Men – Live Sky Sport and Triathlonlive.tv, 5.20am NZT Sunday
With Wilde and co. MIA, Portugal’s Vasco Vilaca will start in the No.1 bib in the men’s race. After withdrawing from the Oceania Standard Distance Championship in Port Douglas as an injury precaution, the performance of Aussie Matt Hauser will be closely watched following his Yokohama silver to Wilde, and expect a retort from Kristian Blummenfelt and Gustav Iden after the Norwegians’ slow start to 2023.
There is also a grand opportunity for Tayler Reid, Dylan McCullough and Kyle Smith to bolster their Paris Olympic Games ambitions with the heaviest of heavy hitters sitting out.
Gisborne 26-year-old Reid was 31st at WTCS Yokohama and will be looking for a return to the form that saw him second behind Wilde at World Cup New Plymouth. McCullough, meanwhile, will look to back up his WTCS best 26th in Yokohama, a result the 22-year-old Aucklander backed up with Oceania U23 bronze in Port Douglas.
Smith, in Montreal as a reserve for the relay, has found his way onto the individual start lline via the waitlist. It offers the Taupo 25-year-old a chance to quickly move on from his 36th at World Cup Huatulco in Mexico last weekend.
Mixed Relay – Live Sky Sport and Triathlonlive, 1:50am NZT Monday
It’s a HUGE year of relay racing for New Zealand with the World Triathlon Relay Championships in Hamburg on July 16 the critical date.
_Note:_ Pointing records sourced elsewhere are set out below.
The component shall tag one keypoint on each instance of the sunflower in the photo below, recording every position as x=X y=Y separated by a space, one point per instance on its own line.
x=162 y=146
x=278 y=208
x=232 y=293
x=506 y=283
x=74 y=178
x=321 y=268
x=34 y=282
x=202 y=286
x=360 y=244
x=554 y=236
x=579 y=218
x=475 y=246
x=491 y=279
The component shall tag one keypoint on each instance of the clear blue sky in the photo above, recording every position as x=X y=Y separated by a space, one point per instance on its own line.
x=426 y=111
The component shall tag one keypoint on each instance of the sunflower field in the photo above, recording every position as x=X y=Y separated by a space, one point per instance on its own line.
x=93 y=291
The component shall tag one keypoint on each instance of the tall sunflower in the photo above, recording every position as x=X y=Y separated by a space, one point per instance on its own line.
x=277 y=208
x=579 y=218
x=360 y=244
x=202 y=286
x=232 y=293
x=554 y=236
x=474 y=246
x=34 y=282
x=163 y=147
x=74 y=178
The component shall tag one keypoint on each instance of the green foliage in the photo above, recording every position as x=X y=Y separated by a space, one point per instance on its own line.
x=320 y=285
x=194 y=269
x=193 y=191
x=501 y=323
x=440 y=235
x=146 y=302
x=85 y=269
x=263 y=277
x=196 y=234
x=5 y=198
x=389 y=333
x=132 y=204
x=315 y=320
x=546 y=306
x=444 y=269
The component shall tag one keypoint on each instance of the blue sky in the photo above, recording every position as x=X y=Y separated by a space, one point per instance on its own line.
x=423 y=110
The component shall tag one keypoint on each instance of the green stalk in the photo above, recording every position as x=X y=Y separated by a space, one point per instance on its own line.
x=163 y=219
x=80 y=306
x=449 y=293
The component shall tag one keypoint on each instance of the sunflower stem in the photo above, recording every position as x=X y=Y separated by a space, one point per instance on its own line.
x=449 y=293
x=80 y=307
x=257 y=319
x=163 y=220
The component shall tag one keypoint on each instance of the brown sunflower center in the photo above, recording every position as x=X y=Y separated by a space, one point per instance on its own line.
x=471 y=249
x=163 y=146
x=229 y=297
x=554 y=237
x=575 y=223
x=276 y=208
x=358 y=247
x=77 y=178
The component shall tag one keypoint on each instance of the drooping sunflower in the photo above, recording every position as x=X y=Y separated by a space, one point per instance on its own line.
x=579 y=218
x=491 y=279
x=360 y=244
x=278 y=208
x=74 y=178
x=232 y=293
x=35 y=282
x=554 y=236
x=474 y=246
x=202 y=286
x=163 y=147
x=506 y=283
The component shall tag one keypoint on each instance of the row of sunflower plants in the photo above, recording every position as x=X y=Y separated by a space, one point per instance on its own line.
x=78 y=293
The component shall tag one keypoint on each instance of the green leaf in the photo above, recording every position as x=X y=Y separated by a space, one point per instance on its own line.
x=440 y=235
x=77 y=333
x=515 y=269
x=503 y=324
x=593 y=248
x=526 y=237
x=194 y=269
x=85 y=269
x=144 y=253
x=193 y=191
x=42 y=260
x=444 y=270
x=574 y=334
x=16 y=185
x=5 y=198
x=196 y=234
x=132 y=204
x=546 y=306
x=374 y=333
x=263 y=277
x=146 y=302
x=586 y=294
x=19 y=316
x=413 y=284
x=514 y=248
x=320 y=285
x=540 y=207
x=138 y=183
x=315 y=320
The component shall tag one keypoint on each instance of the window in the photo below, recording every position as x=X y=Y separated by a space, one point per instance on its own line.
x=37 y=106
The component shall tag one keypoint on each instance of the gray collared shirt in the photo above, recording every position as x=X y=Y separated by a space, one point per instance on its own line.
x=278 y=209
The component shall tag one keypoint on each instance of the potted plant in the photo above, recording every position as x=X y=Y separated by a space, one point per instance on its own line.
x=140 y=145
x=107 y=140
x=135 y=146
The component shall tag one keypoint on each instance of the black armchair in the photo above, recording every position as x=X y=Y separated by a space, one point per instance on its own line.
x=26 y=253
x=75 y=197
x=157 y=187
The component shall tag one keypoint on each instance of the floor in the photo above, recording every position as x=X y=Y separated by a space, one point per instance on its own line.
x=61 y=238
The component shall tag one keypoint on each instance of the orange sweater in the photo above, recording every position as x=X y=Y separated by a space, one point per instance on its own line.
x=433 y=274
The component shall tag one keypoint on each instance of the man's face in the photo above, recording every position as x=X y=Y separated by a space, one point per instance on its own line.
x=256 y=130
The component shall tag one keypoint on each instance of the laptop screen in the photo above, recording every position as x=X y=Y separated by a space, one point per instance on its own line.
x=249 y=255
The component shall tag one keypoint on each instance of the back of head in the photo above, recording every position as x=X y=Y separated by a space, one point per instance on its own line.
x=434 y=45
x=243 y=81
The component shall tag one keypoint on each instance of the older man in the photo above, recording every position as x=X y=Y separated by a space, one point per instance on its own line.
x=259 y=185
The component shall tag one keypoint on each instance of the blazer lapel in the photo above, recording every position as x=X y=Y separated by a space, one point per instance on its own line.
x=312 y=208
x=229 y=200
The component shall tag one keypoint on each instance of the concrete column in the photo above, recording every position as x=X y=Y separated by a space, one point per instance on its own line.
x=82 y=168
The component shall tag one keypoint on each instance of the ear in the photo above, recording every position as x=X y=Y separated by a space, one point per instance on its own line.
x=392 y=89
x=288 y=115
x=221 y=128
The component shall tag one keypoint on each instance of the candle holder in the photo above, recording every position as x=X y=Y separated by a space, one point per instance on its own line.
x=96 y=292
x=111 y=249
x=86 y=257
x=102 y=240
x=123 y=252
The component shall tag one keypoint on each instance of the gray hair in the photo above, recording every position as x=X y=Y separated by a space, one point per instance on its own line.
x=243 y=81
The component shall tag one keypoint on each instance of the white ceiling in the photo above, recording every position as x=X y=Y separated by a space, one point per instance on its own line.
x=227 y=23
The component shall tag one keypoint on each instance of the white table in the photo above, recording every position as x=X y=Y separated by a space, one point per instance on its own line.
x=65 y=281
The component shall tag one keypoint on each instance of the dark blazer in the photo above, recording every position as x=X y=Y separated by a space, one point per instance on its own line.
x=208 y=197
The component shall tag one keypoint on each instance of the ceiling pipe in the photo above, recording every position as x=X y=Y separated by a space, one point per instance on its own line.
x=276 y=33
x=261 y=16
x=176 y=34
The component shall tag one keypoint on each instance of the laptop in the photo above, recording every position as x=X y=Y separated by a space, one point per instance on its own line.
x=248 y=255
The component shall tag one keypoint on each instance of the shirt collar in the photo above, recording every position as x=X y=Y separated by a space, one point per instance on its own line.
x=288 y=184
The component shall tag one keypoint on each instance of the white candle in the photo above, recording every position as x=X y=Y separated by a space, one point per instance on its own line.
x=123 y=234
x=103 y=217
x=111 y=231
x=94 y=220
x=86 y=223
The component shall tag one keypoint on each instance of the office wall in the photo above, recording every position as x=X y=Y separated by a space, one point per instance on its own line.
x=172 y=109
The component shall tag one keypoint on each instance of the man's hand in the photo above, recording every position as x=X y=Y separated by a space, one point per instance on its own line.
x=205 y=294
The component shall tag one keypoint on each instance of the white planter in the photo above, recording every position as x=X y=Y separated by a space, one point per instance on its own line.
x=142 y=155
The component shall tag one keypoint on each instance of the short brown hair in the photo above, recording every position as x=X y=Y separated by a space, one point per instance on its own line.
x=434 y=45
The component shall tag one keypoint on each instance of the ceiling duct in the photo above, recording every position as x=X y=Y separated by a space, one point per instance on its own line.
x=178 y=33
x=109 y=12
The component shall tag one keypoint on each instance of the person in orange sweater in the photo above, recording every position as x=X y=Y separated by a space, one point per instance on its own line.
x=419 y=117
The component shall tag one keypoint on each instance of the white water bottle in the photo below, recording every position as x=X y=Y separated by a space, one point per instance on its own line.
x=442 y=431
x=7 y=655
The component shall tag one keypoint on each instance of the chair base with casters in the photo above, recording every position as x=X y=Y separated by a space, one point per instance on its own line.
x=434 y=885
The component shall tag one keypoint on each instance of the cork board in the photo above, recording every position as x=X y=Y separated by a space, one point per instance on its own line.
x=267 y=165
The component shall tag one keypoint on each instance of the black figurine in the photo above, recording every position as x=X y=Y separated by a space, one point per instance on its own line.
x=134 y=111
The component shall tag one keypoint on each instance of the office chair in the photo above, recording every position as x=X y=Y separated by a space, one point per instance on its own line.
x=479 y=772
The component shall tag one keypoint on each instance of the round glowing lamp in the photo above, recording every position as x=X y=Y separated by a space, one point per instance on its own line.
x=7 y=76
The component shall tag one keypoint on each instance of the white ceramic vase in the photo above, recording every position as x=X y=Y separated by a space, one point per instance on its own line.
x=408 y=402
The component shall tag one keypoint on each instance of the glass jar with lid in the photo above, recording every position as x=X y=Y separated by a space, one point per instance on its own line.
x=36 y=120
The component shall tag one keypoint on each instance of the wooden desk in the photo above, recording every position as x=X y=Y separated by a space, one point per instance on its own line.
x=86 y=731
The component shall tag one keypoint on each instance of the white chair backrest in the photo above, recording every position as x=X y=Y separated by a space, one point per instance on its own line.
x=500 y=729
Wilde will be back for that race where Team NZL can secure a Paris Olympic Games Relay start, and individual spots for two females and two males as a result, if they finish top – not counting already qualified France and Team GBR.
There are also relays at WTCS Sunderland (July 30) and Paris (August 20) and like Montreal early Monday, all carry critical qualifying points.
The relative rarity of relays makes Montreal an important opportunity to work on tactics and transitions with an eye to Hamburg and beyond and is also the first time the Kiwis will race with the backing of Tri NZ’s new Relay team partner, Radix Nutrition.
WTCS Prize Money
Prize money is distributed equally across all WTCS events, save for the enhanced WTCS finale in Pontevedra, Spain from Sept. 22-24. The payout, in $US, goes down to 20th place in each of the women’s and men’s races.